Historically Japanese used to call foreigners 外人 (gaijin) which means foreign person.( or if you wanted to be more specific it technically means "outside person" 外 means "outside" and 人 means "person" though 外人 mostly gets translated as "foreigner" by google translate)
And then over time 外人 was considered to be "rude" and "politically incorrect" because 外人 refers to anyone that was not of Japanese ethnicity even if they had Japanese citizenship, so they started saying 外国人 (Gaikoku jin) which means "foreign country person" (or outside country person though again google translate translates it as "foreigner") which is the term used by the Japanese government and media. There's still people who say 外人 but the mainstream term is now 外国人.
And now there are those that even take it one step further to start saying 海外の人 which means overseas person.
So who exactly was responsible for the political correctness being pushed over there?
This is similar to the bastardization of language in the West. its like how "illegal alien" started becoming "illegal immigrant" and then it became "undocumented immigrant" or even why the West doesn't even describe foreigners in their countries as foreigners anymore, or how "transvestite" became "transgender". Political correctness became so bad that even conservatives stopped using "illegal alien" and started using "illegal immigrant" similar to how even in Japan conservatives started saying 外国人 instead of 外人 even though they are clearly still using the term anytime they see anyone that doesn't look of Japanese ethnicity.
It's crazy how we have to jump through hoops to "not offend someone". This can be a double edged sword though. In German the whole "Fachkräfte" aka skilled workers has become a euphemism for illegal migrants that everyone still normal in the head is using to make fun of the whole thing. We really need more people to make fun of the whole woke shit, those words should stand as insults to pepper the mentioned people with.
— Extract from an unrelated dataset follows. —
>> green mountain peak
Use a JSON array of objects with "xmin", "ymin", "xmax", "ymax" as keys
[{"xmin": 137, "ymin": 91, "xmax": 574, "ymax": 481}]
Btw, is it gaikoku hito or gaikoku jin? I thought it was jin, aka the onyomi but my japanese is still lacking(I am just glad I could read all the kanji in this :3). IIRC that one's one of those weird exceptions where it can be either way(or has some weird rules attached to it I seem to have forgotten).
外国人 is read as gaikokujin. As for why exactly in terms of grammar rules or what-have-you I couldn't tell you, but I've seen and heard it enough to know.
If you wanted to read 人 as hito and have the term mean something similar I'd guess you'd have to write 外国の人 (gaikoku no hito) much like the example of 海外の人 (kaigai no hito).
Don't take my words as gospel though, I'm learning just like you.
i thought it was jin as well but google tells me its hito.
Google lies, haha. I just thought it sounded weird and wrong. I'm still surprised I can slowly read some of these so I wasn't sure either.
gaijin / gaikokujin -> foreigner
There isn't a word gaikoku hito. You can say "gaikoku NO hito" or kaigai no hito or kaigai kara no hito.
ok i'll edit it. But why does google translate tell me that its gaikoku hito?
Because google translate is kind of shit at Asian languages. Use Deepl instead.